The paper attempts to create and test a Neural Network Architecture which is capable of learning high level concepts using unlabeled images. This method is used to detect Human Faces, Human Bodies and Cats.
The training dataset was constructed by sampling framesfrom 10 million YouTube videos. To avoid duplicates, only one image per video was added to the dataset. Each example is a color image with 200x200 pixels. To check the proportion of faces in the dataset, the OpenCV face detector was run on 60x60 randomly-sampled patches from the dataset. The number of faces were less than 3% in 100,000 of the randomly sampled patches.
Apart from faces the most common objects on youtube videos are body parts and pets. Similar to faces, a database of images containing human bodies and cats was prepared to train the the net.
This algorithm is built upon three ideas-
A small part of the image is mapped to the next layer. This allows for equivariance in local deformations. What this means is that, if an object translates locally in the image, the feature formed in the next layer also moves in the same pattern. Data from a number of such receptive fields are is used to identify the nature of deformation. "Pooling", which is explained below then removes this deformation. Although local receptive fields are used, the network is not convolutional: the parameters are not shared across different locations in the image.
The output of nearby "Locally Receptive Neurons" are taken, pooled together and passed on to the next layer. Pooling typically involves taking the average of the outputs or the Maximum of the outputs. This algorithm uses L2 poooling.
During learning, the parameters of the second sublayers (H) are fixed to uniform weights, whereas the encoding weights W1 and decoding weights W2 of the first sublayers are adjusted using the optimization problem - "Reconstruction Topographic Independent Component Analysis".
After training the network, it was given a test set of 37,000 images. The set had a mixture of faces and distractor objects.
The cat face images are collected from the dataset described in (Zhang et al., 2008). The Human body dataset was created by subsampling at random from a benchmark dataset (Keller et al., 2009). In both the sets negative images were added from the ImageNet dataset.

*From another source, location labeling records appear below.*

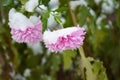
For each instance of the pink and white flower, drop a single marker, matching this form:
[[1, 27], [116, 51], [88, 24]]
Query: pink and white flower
[[23, 29], [63, 39]]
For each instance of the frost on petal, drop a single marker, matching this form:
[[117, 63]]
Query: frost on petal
[[30, 5], [30, 35], [69, 38], [18, 21]]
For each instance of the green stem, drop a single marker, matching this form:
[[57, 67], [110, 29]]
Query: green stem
[[81, 51]]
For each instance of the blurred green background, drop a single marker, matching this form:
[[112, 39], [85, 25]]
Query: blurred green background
[[101, 18]]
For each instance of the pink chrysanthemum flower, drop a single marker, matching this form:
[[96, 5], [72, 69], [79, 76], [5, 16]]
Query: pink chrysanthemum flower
[[63, 39], [24, 29]]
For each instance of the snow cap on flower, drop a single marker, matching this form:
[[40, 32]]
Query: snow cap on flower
[[23, 29], [30, 5], [63, 39]]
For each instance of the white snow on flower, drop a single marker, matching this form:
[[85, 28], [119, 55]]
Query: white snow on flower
[[27, 72], [19, 21], [43, 60], [55, 34], [108, 6], [97, 1], [30, 5], [36, 48], [76, 3], [54, 4]]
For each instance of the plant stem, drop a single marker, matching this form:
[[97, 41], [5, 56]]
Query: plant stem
[[72, 15], [81, 51]]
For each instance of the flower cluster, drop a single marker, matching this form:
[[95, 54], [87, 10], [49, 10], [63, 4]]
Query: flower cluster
[[29, 30], [63, 39]]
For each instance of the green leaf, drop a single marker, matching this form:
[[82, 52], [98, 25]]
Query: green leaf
[[67, 58], [45, 17], [45, 2], [62, 9]]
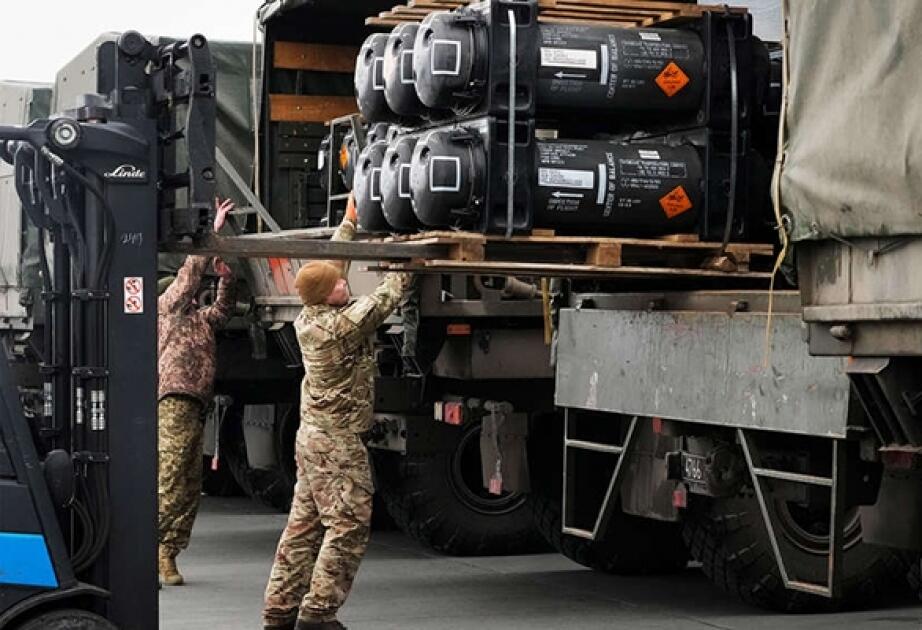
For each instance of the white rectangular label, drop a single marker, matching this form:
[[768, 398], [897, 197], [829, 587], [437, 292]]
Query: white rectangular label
[[566, 58], [446, 61], [566, 178], [375, 183], [406, 68], [377, 77], [134, 295]]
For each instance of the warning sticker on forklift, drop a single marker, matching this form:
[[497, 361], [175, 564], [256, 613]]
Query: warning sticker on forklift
[[566, 178], [134, 295], [675, 202], [672, 79], [569, 58]]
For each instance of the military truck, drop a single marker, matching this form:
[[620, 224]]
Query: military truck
[[476, 339]]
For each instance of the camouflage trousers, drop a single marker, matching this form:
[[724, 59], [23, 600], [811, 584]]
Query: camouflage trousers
[[327, 532], [180, 475]]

The performance of the network was rated in the terms of the classification accuracy of the best Neuron. For each Neuron, the maximun and the minimun activation values were noted. The difference between the minimum and maximum activation values was divided into 20 levels. The reported accuracy is the best classification accuracy among 20 thresholds.
The first two columns show results for method that do not require training. In the "Random Weights", column the the same network architecture is used but the weights have just been initialized randomly, without any training. The "Linear Fit" column shows the result of the best linear filters selected from 100,000 examples sampled from the training set.
The last column, shows the result by considering the Experimental Protocols mentioned above. The rate of accuracy for the best neuron here is 81.7% far more than that of the linear filters. This architecture also outperforms standard baselines in terms of recognition rates of cats and human body, achieving a 10% better accuracy.
The performance of the algorithm to recognize objects, was a leap over the previous best. With 20,000 categories, this method achieved a 70% relative improvement over the previous best result.